Richard G. Miller Mission September 16, 1942

Sept. 19.

Well much has happened. First it was a commando raid on Tobruk - not too successful but they did a lot of damage and from reports didn't lose too many men. The air support was perfect, better than they had ever hoped for - but it was costly. The American B-25 group lost its C.O., a Colonel, the British lost a Group Captain, etc. Our boys made Bg. (All of them) and stayed up and played hide and seek with the Ak-Ak half the nite. Bouquets to those navigators of ours - for it was a hell of a hard job to find it with no moon!!

Two days ago I went on a flight that should have established some records. We flew from here, Lydda, to Jamalia, Cairo, to Bg. and back the same way. Took off by 8:00 a.m. and hit Bg. about 1:30 p.m., landed back at Lydda at 7:30 p.m. which meant 12 hours of formation flying. Have never been any more tired than I was that nite. It was tough going as it was my turn to do the flying over the target. That flight must have set the record for the longest daylight operation ever chalked up, for it was not long after sun up that we got off the ground and after dark ,when we landed. Too, we believe it was the longest formation flight ever recorded, for our planes are the longest range craft to this date. 'Tis impossible to describe the terrific physical exertion of flying hour after hour, concentrating on not getting too far out or not over-running. True we had pilot and co-pilot, but it was enough to whip both of us. The 98th went in trail and 159 group of Libs hit just after we did. Saw pursuit - leader of 98th got several thru his ship, but no personnel hit. We were lucky and got hits on three ships.

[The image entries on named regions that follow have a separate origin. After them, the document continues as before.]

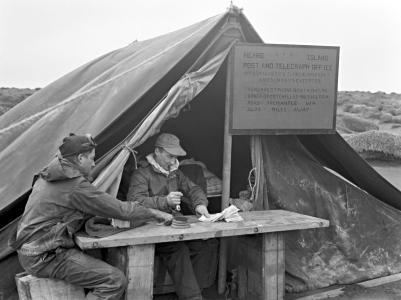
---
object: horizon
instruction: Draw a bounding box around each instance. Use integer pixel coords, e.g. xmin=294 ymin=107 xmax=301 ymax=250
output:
xmin=0 ymin=0 xmax=401 ymax=94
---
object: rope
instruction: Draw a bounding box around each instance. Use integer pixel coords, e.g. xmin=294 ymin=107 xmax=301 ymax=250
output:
xmin=248 ymin=167 xmax=257 ymax=201
xmin=122 ymin=143 xmax=138 ymax=170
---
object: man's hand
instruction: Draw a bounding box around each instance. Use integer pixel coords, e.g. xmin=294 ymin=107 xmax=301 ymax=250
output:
xmin=149 ymin=208 xmax=173 ymax=225
xmin=195 ymin=205 xmax=210 ymax=218
xmin=167 ymin=192 xmax=183 ymax=208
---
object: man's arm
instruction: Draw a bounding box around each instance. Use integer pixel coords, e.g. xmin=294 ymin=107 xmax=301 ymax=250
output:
xmin=69 ymin=181 xmax=170 ymax=221
xmin=127 ymin=171 xmax=171 ymax=212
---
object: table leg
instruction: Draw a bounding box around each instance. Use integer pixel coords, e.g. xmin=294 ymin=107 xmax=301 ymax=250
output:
xmin=125 ymin=244 xmax=155 ymax=300
xmin=217 ymin=238 xmax=227 ymax=294
xmin=262 ymin=232 xmax=285 ymax=300
xmin=107 ymin=244 xmax=155 ymax=300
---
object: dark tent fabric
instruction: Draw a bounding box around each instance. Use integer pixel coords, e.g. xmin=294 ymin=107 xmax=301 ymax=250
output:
xmin=0 ymin=6 xmax=401 ymax=295
xmin=298 ymin=133 xmax=401 ymax=209
xmin=262 ymin=136 xmax=401 ymax=291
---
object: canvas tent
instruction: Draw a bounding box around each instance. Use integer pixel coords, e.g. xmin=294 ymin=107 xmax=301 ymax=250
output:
xmin=0 ymin=8 xmax=401 ymax=298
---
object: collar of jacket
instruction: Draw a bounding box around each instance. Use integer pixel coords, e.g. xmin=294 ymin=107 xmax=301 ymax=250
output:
xmin=146 ymin=153 xmax=180 ymax=177
xmin=39 ymin=153 xmax=92 ymax=181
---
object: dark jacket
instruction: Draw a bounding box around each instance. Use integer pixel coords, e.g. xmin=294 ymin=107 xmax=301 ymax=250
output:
xmin=11 ymin=157 xmax=152 ymax=256
xmin=127 ymin=162 xmax=208 ymax=213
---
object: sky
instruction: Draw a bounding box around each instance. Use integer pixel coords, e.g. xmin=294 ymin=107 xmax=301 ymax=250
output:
xmin=0 ymin=0 xmax=401 ymax=93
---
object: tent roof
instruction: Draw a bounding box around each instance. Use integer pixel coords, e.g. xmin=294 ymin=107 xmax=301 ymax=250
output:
xmin=0 ymin=10 xmax=261 ymax=214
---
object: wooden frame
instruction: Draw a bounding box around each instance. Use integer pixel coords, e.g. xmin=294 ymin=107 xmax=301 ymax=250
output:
xmin=75 ymin=210 xmax=329 ymax=300
xmin=228 ymin=43 xmax=339 ymax=135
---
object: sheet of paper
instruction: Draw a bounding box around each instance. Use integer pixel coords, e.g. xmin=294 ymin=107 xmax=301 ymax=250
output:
xmin=199 ymin=205 xmax=244 ymax=222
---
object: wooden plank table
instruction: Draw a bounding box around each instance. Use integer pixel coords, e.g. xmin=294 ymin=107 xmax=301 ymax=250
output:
xmin=75 ymin=210 xmax=329 ymax=300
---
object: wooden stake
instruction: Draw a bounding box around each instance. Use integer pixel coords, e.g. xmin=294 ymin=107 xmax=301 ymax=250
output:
xmin=218 ymin=53 xmax=233 ymax=294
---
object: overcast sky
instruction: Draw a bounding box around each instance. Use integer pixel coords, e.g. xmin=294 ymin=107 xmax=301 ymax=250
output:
xmin=0 ymin=0 xmax=401 ymax=93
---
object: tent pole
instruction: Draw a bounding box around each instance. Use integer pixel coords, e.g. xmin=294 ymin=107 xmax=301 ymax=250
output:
xmin=218 ymin=53 xmax=233 ymax=294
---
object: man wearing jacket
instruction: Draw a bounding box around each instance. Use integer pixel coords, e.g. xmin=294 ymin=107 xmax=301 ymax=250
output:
xmin=127 ymin=133 xmax=216 ymax=300
xmin=12 ymin=134 xmax=172 ymax=299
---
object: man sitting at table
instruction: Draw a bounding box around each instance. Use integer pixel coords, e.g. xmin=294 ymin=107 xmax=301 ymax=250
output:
xmin=11 ymin=134 xmax=172 ymax=299
xmin=127 ymin=133 xmax=216 ymax=300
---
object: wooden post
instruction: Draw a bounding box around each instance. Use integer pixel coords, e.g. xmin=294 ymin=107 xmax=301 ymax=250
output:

Ebert yanked his stick right across "Harry" (sunken, concreted ship) and one we were after, starting huge fires. Kirkcaldy (Capt. Nav-bomb) salvoed right into one other ships. Col. McGuire led the flight and really worked us out - we had to climb at 135 and these ship~ don't operate for hell under 150; but yet the Col. made a good run on the target. However, there was no excuse for his flight to the target for we had warned him of just what we raise hell with him now for. Anyway, when a raid is a success ,and we have no casualties, we can overlook a lot.

Got a jolt today when I received a letter from Muriel dated July 23rd saying she was marrying D. Guinn - have wondered long about that ever since Lynch rumored such. Gad, I guess I'm not such a shrewd judge of human beings after all, for I'd have staked a lot on her playing square. Oh well, so it goes; I live and learn - easy come, easy go (I keep telling myself). Still I wonder Why the family never told me anything about it. Then to add to our ledger I read an order from War Dept. saying we have to stay here (foreign service) for one year, getting leave after 125 hours, and then for one week. That gives us two weeks after 250 combat hours and the British get 6 months - but then I haven't approved of a lot the British did. But I would like to add that the very least Uncle Sammy could have done for us is put it on an hourly basis, for there are some (all the 17 crews nearly) lads with us that have been here more than 6 months and have yet to go on their first mission. It just isn't fair or right in any sense of the word. Boy, what a future, according to that piece of paper _ it is a damned cinch that by the end of a year the big boys who sit on their ass in Washington won't have to worry about transporting many of us back - Christ, we'll be completely expended.